"It's practice, man. I don't really look too much into it," Williams said after catching three touchdown passes during the Raiders, two against cornerback Nnamdi Asomugha. "It's all about putting it on film and showing what you bring to the table. Different guys do different things."
Williams was an all-world receiver in college but hasn't panned out since coming to the NFL in 2005 after sitting out a year. Weight problems have been the biggest issue. It was a constant source of frustration in Detroit and was a primary reason, many believe, why Williams failed to meet expectations with the Lions.
With Oakland the weight isn't the primary focus anymore but it isn't an afterthought, either. Neither Williams nor coach Lane Kiffin would disclose Williams' current weight but Kiffin acknowledged the Raiders want Williams to get down to 235.
Whatever Williams weighs, it didn't seem to matter much when he paired off against Asomugha. Asomugha led Oakland with eight interceptions a year ago but couldn't keep Williams out of the end zone. On the first score, Williams caught a pass at the 2-yard line from Josh McCown, and after Asomugha fell to the ground, strolled easily into the end zone. Two plays later Williams caught another TD from McCown, this time getting in front of Asomugha and linebacker Kirk Morrison.
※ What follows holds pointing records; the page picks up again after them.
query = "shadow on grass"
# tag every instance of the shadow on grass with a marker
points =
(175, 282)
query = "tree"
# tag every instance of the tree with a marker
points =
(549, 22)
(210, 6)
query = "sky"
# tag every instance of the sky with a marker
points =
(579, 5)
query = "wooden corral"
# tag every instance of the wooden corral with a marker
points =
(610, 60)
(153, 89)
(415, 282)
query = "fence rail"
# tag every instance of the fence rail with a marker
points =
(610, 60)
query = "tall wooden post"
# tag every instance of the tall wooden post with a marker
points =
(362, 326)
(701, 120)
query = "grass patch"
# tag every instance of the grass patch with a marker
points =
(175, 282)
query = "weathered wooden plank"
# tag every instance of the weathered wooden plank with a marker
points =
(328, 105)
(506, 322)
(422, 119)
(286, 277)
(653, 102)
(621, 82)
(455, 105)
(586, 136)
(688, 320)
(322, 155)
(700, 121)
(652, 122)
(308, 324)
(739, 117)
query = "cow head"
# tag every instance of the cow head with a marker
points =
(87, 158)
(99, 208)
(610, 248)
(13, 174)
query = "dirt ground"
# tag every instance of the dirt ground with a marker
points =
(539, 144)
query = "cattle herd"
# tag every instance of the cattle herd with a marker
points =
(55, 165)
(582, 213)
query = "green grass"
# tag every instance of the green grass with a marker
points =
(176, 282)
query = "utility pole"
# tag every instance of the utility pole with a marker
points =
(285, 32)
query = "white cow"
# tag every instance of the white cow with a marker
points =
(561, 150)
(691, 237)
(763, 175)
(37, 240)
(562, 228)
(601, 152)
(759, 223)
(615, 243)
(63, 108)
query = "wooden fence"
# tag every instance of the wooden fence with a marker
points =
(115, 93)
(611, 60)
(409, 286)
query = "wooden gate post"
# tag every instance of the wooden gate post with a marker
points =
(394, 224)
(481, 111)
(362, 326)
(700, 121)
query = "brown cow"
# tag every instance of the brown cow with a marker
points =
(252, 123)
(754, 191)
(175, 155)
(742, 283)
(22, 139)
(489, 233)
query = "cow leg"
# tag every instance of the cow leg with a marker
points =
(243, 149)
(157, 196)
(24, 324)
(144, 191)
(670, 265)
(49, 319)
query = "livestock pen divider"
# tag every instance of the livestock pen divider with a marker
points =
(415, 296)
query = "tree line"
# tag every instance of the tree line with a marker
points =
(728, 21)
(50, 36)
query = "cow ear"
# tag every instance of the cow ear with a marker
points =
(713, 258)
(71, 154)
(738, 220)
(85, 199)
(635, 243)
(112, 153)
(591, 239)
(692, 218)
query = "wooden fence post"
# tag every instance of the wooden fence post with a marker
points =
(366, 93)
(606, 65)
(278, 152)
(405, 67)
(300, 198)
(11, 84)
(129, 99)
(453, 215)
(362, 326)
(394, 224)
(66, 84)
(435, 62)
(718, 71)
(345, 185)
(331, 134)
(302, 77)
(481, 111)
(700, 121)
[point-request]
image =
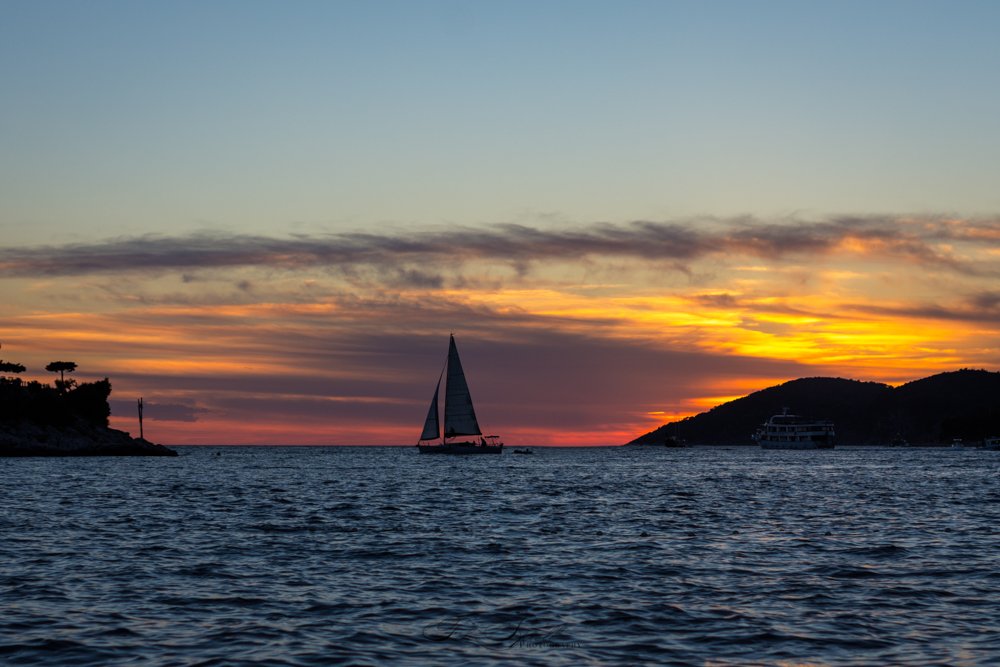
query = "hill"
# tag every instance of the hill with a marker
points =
(72, 420)
(961, 404)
The two scores came shortly after Williams made his best play of camp, an impressive touchdown reception in which he tipped the ball in the air three times before hauling it in.
"When he's right, he's a dangerous red-zone player," Kiffin said. "There are good ways to use him down there but he's gotta get better.
"There comes a point where either they buy in and they do it, or they're not here anymore. He's bought in. He's close. He's doing good things, some things really well. We just gotta continue to make sure that he's doing it every day and being consistent so he'll have a chance to make the team."